Effect of multiple copies of the interpromoter region on phaseolotoxin production
According to our results, we suggest that deleted fragments could be involved in argK thermoregulation. It has been proposed that in P. syringae pv. phaseolicola, the argK gene have TRR (thermoregulatory region) motifs which could be involved in its thermoregulation. Additionally, TRR motifs have been postulated to be involved in the control of phaseolotoxin synthesis (Rowley, Clements, Mandel, Humphreys & Patil, 1993; Rowley, Xu & Patil, 2000). In an effort to investigate more about these regions, we evaluated the effect of multiple copies of the interpromoter region on the phaseolotoxin production in P. syringae pv. phaseolicola strain NPS3121. To this, we obtained the strains NPS3121(pSAK) and NPS3121(pKD2), which contain both a chromosomal and the plasmids copies of argK and its regulatory sequences. The plasmid pKD2 occurs in multiple copies in a similar way to the plasmid pSAK (Aguilera et al., 2012).

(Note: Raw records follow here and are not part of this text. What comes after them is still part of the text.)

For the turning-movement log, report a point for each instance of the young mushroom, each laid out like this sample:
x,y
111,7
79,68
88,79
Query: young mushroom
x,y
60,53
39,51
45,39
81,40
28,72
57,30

As shown by the growth inhibition assay, the strains NPS3121(pSAK) and NPS3121(pKD2) produce phaseolotoxin at a level comparable to that of the wild type strain at 18°C. Unexpectedly, at 28°C, strain NPS3121(pSAK) was able to produce phaseolotoxin, (although at very low level) compared to wild type strain NPS3121 alone or harboring the plasmid pKD2 at the same temperature (Figure 3). It was reported that when TRR motifs, present in multiple copies, could override the thermoregulation of phaseolotoxin production by wild type cells at 28°C (Rowley, Clements, Mandel, Humphreys & Patil, 1993). In a similar way, we observed that the interpromoter region, in a multiple copies, also override the thermoregulation of phaseolotoxin at 28°C. At the moment we do not have a satisfactory explanation about the phaseolotoxin production in strain NPS3121(pSAK) at 28°C, however is plausible that sequences resembling TRR motifs encoded in this plasmid, can titrate the available concentration of the repressor at 28°C, explaining the effect observed. Further work to understand this intriguing and interesting regulatory mechanism is currently under way in our laboratory.
Figure 3:
Phaseolotoxin bioassay for P. syringae pv. phaseolicola NPS3121 harboring multiple copies of the interpromoter region. E. coli JM103 growth inhibition in minimal medium by added phaseolotoxin. Control; minimal medium with phaseolotoxin and supplemented with 10 mM arginine. On the left side of dishes, paper discs contain supernatant of cultures at 18°C; on right side, supernatant of cultures at 28°C.
Conclusions
This study revealed the importance of the interpromoter region to enhance the transcription of argK in P. syringae pv. phaseolicola. Additionally, this region in a multiple copies, interfered with the thermoregulation of phaseolotoxin at 28°C in strain NPS3121. Indeed, regulation of the phaseolotoxin biosynthesis is very complex and there are several unknown regulatory circuits that differentially affect the transcription of pht genes, including argK.